Just took a look at A Disturbing Lack of Children too.
First, Bill. He’s a jerk, which is fine, because jerks exist, but he’s not really anything but a jerk. In his first three lines he calls Francis by the wrong name and tries to talk him into having a kid. And he’s been hiding hormone pills, but…it still feels like his death is really gratuitous. Especially because it’s followed by Francis thinking about the guy he’s got a crush on and dreaming about being cuddled. It’s intense tonal whiplash and made me think that Francis is incredibly callous. Even if Bill is a jerk, Francis just killed him, and then the very next paragraph talks about buff hunks.
There’s a number of ways you could try to fix that whiplash. First thing that came to my mind (and I’m not saying this is the only way to do it or anything, just an option that would keep me from losing sympathy for Francis): Francis doesn’t kill Bill, he makes him walk off into the wastes and says if he comes back, he’ll treat him like one of the marauders, and then instead of seeming eager and horny when he sees Bruce, he’s emotionally drained and Bruce comforts him.

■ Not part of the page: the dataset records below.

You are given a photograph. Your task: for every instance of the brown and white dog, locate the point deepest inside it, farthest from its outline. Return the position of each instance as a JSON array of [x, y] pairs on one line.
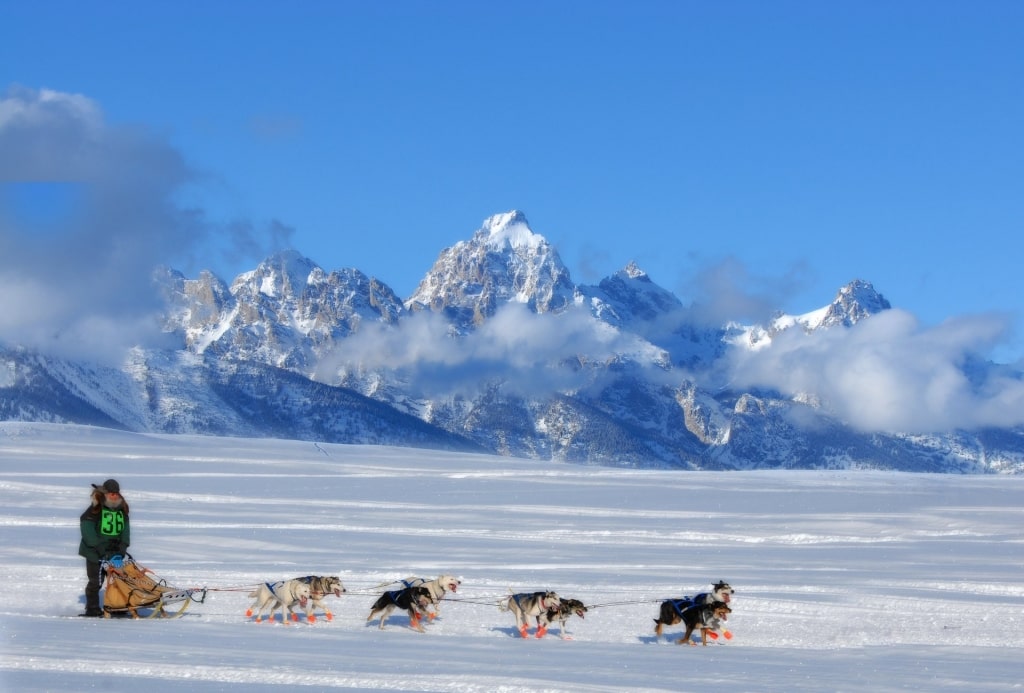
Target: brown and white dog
[[563, 612], [413, 601], [320, 587], [526, 605], [672, 609], [281, 595], [437, 588]]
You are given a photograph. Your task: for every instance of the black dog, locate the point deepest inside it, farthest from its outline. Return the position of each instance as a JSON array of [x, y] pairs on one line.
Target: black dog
[[413, 600], [672, 609], [562, 612], [708, 617]]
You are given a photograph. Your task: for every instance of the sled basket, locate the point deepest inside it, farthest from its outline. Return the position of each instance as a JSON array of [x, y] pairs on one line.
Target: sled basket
[[132, 587]]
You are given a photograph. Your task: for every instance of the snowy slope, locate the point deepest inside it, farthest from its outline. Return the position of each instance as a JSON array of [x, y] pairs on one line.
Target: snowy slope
[[846, 581]]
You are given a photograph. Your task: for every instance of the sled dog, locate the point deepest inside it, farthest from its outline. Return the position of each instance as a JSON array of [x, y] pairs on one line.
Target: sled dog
[[281, 595], [412, 600], [527, 605]]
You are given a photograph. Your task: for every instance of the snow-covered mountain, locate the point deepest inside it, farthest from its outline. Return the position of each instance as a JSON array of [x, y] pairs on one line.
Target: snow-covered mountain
[[497, 349]]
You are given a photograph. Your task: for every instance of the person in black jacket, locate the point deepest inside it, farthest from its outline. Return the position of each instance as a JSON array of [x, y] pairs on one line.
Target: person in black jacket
[[105, 535]]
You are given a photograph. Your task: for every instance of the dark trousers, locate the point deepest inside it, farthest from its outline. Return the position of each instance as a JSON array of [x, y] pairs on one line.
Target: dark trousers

Some smaller stuff stuck out at me too. ‘My big, buff hunk’ definitely sounds more like the way you’d talk about a boyfriend than someone you like. That whole chunk feels a little bit too cutesy for someone who was just doing the gritty post-apocalyptic protagonist thing at the beginning of the story. You can totally do someone who’s outwardly tough but emotionally shy, but it feels like two entirely different characters, not someone with a tough exterior and a sensitive heart. Also, it’s hard to tell who’s talking in those long dialogue chunks without dialogue attribution.

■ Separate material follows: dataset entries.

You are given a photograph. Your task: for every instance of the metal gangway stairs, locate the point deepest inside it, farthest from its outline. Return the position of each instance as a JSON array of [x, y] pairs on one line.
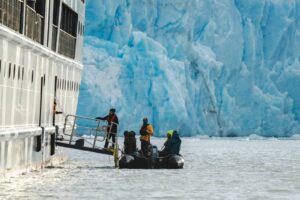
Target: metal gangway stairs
[[89, 136]]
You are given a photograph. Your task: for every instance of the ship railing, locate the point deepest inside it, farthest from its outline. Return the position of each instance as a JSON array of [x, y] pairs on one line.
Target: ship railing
[[10, 13], [92, 132], [67, 44], [34, 25]]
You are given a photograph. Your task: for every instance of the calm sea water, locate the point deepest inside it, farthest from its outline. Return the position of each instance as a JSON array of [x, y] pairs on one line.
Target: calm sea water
[[239, 168]]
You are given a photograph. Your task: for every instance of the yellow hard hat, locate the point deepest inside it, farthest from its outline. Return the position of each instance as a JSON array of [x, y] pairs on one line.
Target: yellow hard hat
[[170, 132]]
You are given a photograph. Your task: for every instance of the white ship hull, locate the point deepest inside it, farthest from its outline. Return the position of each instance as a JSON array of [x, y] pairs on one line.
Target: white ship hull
[[35, 83]]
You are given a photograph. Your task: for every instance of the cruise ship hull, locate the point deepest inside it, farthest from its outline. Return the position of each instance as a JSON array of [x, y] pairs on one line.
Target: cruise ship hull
[[38, 87]]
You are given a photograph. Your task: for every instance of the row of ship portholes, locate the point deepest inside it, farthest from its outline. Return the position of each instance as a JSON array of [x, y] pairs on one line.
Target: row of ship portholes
[[63, 84], [14, 72], [17, 73]]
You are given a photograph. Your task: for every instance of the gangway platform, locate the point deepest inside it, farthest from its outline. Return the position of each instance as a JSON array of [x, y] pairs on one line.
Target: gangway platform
[[93, 131], [90, 149]]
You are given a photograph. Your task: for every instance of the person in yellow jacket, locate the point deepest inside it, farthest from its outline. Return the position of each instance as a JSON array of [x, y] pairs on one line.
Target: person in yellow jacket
[[146, 132]]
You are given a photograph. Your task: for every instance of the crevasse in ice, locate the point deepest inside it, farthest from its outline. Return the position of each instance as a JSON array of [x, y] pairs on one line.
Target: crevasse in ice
[[215, 67]]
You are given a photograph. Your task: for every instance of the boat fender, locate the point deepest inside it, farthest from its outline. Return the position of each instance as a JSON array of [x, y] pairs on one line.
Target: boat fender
[[79, 143], [39, 141]]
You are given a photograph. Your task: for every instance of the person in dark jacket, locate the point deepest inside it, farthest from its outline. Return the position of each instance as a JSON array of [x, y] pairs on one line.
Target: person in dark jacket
[[146, 132], [112, 126], [129, 142], [175, 143], [167, 145]]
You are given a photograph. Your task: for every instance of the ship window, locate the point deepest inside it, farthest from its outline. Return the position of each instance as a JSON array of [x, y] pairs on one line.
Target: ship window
[[19, 73], [55, 12], [69, 20], [22, 73], [32, 76], [78, 27], [9, 70], [14, 72]]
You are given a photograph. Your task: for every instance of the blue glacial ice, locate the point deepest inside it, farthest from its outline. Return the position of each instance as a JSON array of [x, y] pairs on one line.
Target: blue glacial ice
[[215, 67]]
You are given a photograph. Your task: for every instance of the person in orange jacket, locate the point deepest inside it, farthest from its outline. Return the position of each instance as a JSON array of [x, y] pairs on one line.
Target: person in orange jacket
[[146, 132]]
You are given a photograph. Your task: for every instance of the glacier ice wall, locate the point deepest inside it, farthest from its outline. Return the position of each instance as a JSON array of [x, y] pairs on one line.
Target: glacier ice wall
[[215, 67]]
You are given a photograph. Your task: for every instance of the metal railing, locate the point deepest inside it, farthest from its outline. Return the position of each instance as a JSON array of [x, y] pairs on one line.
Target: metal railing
[[33, 25], [67, 44], [95, 130], [10, 13]]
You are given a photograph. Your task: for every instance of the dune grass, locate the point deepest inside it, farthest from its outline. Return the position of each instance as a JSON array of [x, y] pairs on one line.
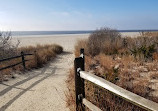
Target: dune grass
[[130, 63]]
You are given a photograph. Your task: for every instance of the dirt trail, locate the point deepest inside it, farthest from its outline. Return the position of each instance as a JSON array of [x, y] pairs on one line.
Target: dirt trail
[[39, 90]]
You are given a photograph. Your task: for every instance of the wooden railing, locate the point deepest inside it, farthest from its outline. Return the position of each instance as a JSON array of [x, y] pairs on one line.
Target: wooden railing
[[81, 101], [22, 56]]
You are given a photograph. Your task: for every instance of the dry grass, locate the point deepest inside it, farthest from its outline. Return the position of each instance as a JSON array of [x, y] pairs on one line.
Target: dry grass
[[41, 55], [128, 62]]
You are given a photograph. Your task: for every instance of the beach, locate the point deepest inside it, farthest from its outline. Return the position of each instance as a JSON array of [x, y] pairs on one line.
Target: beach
[[68, 41]]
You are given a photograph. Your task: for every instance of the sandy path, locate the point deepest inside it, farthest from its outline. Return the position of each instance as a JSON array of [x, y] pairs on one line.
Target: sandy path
[[39, 90]]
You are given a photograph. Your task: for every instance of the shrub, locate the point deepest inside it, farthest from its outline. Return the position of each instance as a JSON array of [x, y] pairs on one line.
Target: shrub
[[7, 49], [101, 40]]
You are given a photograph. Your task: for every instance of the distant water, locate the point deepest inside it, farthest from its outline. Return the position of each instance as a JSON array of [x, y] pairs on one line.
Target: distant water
[[25, 33]]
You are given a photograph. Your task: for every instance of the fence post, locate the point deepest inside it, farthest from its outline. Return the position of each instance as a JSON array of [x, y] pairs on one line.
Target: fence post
[[23, 59], [79, 82]]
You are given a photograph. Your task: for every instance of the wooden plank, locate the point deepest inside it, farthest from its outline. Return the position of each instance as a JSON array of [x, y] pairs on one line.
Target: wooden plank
[[126, 95], [91, 106], [6, 59], [79, 84]]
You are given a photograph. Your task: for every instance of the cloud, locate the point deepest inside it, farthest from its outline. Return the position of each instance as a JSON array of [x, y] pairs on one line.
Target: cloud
[[60, 13]]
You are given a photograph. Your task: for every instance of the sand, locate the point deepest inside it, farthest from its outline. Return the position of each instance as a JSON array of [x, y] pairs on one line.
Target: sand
[[67, 41], [42, 89]]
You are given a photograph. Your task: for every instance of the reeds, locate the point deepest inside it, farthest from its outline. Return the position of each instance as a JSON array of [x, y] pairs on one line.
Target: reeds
[[127, 62]]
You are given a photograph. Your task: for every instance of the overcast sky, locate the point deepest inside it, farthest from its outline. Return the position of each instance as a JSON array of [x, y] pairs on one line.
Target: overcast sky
[[52, 15]]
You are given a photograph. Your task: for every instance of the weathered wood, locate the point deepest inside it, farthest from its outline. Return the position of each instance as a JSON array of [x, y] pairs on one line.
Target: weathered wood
[[23, 59], [91, 106], [6, 59], [126, 95], [79, 83]]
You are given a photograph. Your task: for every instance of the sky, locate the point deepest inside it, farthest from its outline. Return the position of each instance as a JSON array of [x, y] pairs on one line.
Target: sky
[[57, 15]]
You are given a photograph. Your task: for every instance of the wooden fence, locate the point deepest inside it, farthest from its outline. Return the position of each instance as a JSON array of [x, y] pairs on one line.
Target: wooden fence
[[22, 56], [81, 101]]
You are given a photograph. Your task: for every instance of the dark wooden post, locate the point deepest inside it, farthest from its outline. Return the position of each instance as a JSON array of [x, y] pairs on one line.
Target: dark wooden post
[[35, 58], [79, 82], [23, 59]]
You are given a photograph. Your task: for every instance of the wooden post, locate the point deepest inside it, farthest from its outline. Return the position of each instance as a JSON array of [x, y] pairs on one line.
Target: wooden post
[[35, 58], [23, 59], [79, 82]]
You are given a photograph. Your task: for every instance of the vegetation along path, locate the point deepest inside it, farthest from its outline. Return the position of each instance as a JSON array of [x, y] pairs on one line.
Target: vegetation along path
[[39, 90]]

The last paragraph’s tone is weird, because at one point he’s saying it’s not so bad, and near the end of the sentence it mentions killing marauders again and like…is constant killing really ‘not so bad’? That phrase makes it seem like he’s fine with the world the way it is, but it seems more like ‘best of a bad situation’ than ‘not so bad’.

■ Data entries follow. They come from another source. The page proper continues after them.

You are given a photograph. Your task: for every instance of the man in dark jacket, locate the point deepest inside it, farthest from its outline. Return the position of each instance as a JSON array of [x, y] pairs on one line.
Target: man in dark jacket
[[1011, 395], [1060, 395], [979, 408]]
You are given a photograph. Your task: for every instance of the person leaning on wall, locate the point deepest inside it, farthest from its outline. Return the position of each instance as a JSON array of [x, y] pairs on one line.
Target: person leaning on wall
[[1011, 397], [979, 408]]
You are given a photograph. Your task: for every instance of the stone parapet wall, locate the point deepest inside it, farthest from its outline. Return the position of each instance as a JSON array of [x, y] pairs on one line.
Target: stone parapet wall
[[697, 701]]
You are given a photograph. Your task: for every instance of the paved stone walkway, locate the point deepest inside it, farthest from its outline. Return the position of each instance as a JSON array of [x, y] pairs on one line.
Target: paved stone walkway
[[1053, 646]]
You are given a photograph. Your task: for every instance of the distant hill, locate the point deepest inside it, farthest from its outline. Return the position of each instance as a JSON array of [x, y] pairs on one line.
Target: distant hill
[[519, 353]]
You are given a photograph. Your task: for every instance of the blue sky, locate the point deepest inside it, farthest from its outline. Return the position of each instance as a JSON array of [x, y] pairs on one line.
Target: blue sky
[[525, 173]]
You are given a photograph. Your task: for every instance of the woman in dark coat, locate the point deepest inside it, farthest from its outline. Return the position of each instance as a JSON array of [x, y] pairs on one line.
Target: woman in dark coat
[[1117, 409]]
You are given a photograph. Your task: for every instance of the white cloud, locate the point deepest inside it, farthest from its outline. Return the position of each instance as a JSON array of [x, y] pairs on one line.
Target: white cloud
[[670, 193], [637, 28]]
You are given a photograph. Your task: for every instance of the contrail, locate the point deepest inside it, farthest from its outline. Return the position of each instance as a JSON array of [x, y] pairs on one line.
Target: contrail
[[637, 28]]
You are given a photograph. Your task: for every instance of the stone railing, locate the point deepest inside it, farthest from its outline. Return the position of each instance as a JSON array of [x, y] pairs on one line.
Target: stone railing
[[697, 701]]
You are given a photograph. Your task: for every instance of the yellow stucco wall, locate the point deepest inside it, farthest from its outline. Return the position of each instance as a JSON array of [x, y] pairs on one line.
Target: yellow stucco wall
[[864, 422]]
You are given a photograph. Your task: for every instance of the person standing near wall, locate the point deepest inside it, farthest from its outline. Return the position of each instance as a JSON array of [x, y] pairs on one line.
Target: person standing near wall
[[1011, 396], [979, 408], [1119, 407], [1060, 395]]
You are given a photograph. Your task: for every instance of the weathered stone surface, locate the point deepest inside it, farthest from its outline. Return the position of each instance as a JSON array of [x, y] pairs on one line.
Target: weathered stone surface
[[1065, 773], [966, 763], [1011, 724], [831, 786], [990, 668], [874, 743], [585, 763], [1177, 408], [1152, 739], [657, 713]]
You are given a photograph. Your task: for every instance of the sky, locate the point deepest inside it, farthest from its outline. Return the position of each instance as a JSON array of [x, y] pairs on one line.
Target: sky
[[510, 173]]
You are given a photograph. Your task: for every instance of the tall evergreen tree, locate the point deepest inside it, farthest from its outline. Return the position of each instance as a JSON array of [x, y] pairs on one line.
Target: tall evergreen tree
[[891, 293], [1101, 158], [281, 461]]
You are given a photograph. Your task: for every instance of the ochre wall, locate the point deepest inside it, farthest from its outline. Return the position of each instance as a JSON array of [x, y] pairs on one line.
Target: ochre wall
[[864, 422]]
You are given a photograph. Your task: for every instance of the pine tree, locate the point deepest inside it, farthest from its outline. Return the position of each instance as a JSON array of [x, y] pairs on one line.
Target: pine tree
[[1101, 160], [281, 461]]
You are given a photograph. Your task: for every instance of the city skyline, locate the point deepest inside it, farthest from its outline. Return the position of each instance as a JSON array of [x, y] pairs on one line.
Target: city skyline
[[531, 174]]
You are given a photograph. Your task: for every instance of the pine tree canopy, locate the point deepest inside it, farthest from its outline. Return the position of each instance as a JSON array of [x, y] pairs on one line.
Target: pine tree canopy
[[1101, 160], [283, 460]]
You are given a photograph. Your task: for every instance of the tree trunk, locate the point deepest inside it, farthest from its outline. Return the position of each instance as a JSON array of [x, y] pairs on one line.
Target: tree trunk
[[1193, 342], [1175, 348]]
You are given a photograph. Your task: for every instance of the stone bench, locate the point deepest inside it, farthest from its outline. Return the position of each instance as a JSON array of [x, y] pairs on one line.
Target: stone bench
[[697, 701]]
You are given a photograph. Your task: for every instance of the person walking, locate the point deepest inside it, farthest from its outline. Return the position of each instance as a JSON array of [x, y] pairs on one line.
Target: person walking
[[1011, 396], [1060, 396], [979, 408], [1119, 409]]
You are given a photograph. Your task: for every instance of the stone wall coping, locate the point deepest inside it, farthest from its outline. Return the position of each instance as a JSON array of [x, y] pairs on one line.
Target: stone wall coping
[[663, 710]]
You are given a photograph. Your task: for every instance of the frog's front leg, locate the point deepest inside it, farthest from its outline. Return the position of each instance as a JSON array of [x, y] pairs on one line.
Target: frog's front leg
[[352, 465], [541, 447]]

On the whole, the conflict felt pretty loose and free of consequence for the protagonist, and once the conflict ends there’s a whole flirting and date scene still to go that doesn’t really reflect or add to it. A good story’s going to have a conflict, the protagonist is going to struggle to overcome that conflict, and then by beating it (or failing) they come away changed.
Anyway I’ve stayed up way too late but hopefully some of that will be helpful for you (and maybe others too???)